From 4b77e5d349b735725db3c4d023eaa5fa8a671af4 Mon Sep 17 00:00:00 2001
From: Michael Boniface <m.j.boniface@soton.ac.uk>
Date: Wed, 26 Feb 2025 22:11:32 +0000
Subject: [PATCH] fix: yaml library dump strips all quotes from the output and
 there's no configuration.

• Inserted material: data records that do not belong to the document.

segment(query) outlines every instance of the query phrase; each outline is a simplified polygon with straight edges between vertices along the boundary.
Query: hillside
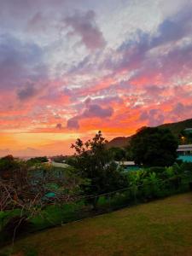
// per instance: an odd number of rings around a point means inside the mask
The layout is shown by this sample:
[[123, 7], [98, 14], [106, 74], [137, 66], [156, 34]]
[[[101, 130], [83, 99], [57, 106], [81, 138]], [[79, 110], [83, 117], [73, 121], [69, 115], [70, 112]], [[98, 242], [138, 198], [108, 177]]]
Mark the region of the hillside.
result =
[[[178, 134], [184, 130], [185, 128], [191, 128], [192, 127], [192, 119], [186, 119], [181, 122], [177, 122], [177, 123], [169, 123], [169, 124], [164, 124], [160, 125], [157, 127], [160, 128], [168, 128], [172, 131], [172, 132], [177, 137]], [[108, 142], [108, 148], [112, 148], [112, 147], [125, 147], [128, 143], [129, 141], [131, 140], [131, 137], [117, 137]]]
[[11, 255], [189, 256], [191, 202], [178, 195], [50, 229], [18, 240]]

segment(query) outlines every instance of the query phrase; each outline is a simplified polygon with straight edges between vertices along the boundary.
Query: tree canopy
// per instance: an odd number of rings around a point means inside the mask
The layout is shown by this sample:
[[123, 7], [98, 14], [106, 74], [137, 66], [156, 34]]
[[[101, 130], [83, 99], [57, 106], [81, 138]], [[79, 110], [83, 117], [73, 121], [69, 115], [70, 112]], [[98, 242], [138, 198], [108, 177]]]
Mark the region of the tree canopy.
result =
[[168, 129], [143, 127], [131, 140], [136, 164], [146, 166], [169, 166], [177, 158], [177, 141]]
[[78, 139], [72, 145], [76, 151], [75, 167], [90, 181], [83, 187], [85, 195], [101, 195], [125, 186], [125, 178], [113, 161], [106, 143], [99, 131], [91, 140], [83, 143]]

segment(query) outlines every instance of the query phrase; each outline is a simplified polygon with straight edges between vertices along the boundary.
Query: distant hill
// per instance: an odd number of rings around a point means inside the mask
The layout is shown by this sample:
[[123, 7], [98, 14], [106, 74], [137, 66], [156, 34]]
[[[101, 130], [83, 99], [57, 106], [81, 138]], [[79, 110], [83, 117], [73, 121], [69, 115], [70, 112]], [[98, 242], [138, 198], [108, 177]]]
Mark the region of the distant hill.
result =
[[[186, 128], [192, 128], [192, 119], [183, 120], [181, 122], [177, 123], [169, 123], [169, 124], [164, 124], [157, 126], [159, 128], [168, 128], [172, 131], [172, 134], [175, 135], [175, 137], [178, 137], [179, 133], [186, 129]], [[124, 148], [129, 144], [130, 140], [131, 139], [131, 136], [130, 137], [117, 137], [108, 142], [108, 148], [112, 147], [119, 147]]]
[[128, 145], [131, 137], [117, 137], [108, 143], [108, 148], [118, 147], [124, 148]]

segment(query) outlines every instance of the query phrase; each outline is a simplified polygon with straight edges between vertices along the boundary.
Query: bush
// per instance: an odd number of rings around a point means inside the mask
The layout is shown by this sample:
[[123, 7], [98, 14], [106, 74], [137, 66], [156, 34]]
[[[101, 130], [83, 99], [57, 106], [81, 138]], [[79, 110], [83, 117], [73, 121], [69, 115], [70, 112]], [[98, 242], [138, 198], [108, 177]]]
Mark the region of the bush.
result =
[[26, 219], [26, 216], [12, 217], [3, 229], [3, 233], [11, 238], [27, 232], [32, 227], [32, 223]]

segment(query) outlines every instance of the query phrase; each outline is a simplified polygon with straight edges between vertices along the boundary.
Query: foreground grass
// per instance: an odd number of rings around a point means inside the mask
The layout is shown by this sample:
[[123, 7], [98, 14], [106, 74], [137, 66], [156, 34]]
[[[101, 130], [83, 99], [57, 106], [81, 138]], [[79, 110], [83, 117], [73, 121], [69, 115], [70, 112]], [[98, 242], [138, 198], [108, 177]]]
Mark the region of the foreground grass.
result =
[[192, 194], [125, 208], [29, 236], [0, 255], [192, 255]]

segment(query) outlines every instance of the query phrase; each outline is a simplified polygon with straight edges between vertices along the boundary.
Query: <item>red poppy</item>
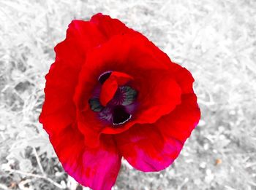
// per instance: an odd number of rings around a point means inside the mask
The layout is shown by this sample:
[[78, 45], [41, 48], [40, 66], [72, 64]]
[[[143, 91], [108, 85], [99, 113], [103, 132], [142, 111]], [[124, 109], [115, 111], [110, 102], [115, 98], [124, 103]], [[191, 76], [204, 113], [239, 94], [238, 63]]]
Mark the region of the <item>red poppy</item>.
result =
[[172, 164], [200, 115], [186, 68], [102, 14], [73, 20], [54, 50], [39, 122], [67, 173], [110, 189], [122, 157], [143, 172]]

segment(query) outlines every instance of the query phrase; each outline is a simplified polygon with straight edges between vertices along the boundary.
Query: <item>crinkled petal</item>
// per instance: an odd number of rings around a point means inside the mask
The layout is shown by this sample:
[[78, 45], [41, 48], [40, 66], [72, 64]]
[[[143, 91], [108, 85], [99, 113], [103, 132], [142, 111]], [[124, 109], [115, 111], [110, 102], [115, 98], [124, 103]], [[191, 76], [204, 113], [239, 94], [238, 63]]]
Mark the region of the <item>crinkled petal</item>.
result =
[[69, 126], [50, 140], [63, 167], [78, 183], [94, 190], [111, 189], [121, 157], [110, 135], [102, 135], [100, 145], [91, 149], [84, 144], [83, 135]]
[[136, 124], [116, 135], [116, 144], [135, 168], [144, 172], [163, 170], [178, 156], [200, 116], [196, 96], [184, 95], [182, 103], [156, 123]]
[[[83, 126], [79, 125], [79, 129], [85, 135], [89, 130], [115, 134], [127, 130], [136, 123], [154, 123], [181, 103], [181, 90], [175, 81], [171, 67], [167, 63], [162, 63], [162, 58], [158, 60], [155, 57], [156, 54], [152, 53], [148, 44], [150, 42], [146, 38], [135, 32], [113, 37], [88, 54], [74, 98], [78, 120], [86, 122]], [[173, 64], [170, 59], [166, 60]], [[86, 101], [91, 98], [99, 76], [108, 71], [132, 76], [134, 82], [130, 86], [138, 92], [138, 110], [121, 127], [113, 128], [99, 121]], [[97, 140], [99, 136], [88, 136], [85, 140], [91, 141], [89, 138]], [[97, 143], [94, 142], [90, 146], [96, 144]]]
[[133, 31], [132, 29], [127, 27], [119, 20], [111, 18], [110, 16], [103, 15], [101, 13], [94, 15], [91, 19], [91, 22], [98, 27], [100, 32], [107, 39], [110, 39], [115, 35]]
[[45, 99], [39, 117], [39, 122], [50, 135], [59, 132], [75, 121], [72, 97], [78, 76], [87, 50], [104, 40], [94, 24], [73, 20], [65, 40], [55, 47], [56, 58], [45, 76]]

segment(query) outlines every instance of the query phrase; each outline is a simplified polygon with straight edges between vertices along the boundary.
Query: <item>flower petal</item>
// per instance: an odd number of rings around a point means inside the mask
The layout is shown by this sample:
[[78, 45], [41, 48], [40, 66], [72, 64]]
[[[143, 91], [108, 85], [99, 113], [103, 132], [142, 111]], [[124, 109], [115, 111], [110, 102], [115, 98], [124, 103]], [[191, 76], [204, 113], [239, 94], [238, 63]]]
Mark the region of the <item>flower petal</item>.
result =
[[[86, 134], [89, 130], [115, 134], [127, 130], [136, 123], [154, 123], [181, 103], [181, 91], [171, 69], [173, 63], [170, 59], [162, 58], [165, 54], [159, 49], [152, 50], [150, 44], [146, 38], [134, 32], [113, 36], [89, 52], [74, 97], [78, 120], [83, 121], [80, 123], [86, 122], [83, 126], [78, 125], [87, 137], [85, 140], [97, 139]], [[154, 50], [160, 52], [154, 53]], [[163, 60], [167, 63], [163, 63]], [[99, 76], [108, 71], [132, 76], [134, 80], [129, 85], [138, 92], [138, 110], [121, 127], [114, 128], [104, 122], [99, 122], [97, 114], [90, 109], [86, 100], [90, 99]], [[91, 146], [97, 144], [97, 142], [91, 143]]]
[[39, 117], [39, 122], [50, 135], [75, 120], [72, 96], [78, 74], [87, 50], [104, 40], [94, 24], [74, 20], [69, 25], [65, 40], [55, 47], [56, 58], [45, 76], [45, 99]]
[[91, 19], [91, 22], [98, 27], [107, 39], [110, 39], [114, 35], [133, 31], [132, 29], [127, 27], [119, 20], [111, 18], [110, 16], [103, 15], [101, 13], [94, 15]]
[[135, 168], [159, 171], [178, 156], [183, 144], [200, 119], [194, 94], [182, 95], [182, 103], [152, 124], [136, 124], [115, 135], [123, 157]]
[[90, 149], [74, 127], [68, 127], [50, 141], [68, 174], [94, 190], [111, 189], [121, 166], [121, 157], [110, 135], [101, 138], [100, 146]]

SO you need to create a bespoke Dumper which has
 been added to a new module util.py because dumping yaml is done across many
 files. closes #41

---
 acmc/omop.py | 11 +++++++++--
 acmc/phen.py | 29 +++++++++++++++++++++++++----
 acmc/trud.py | 11 +++++++++--
 acmc/util.py |  7 +++++++
 4 files changed, 50 insertions(+), 8 deletions(-)
 create mode 100644 acmc/util.py

diff --git a/acmc/omop.py b/acmc/omop.py
index dd5a461..d3f1710 100644
--- a/acmc/omop.py
+++ b/acmc/omop.py
@@ -9,7 +9,7 @@ import json
 import yaml
 from pathlib import Path
 
-from acmc import logging_config
+from acmc import util, logging_config
 
 # setup logging
 logger = logging_config.setup_logger()
@@ -123,7 +123,14 @@ def write_version_file(version):
     """Writes the OMOP vocaburaries and version to a file"""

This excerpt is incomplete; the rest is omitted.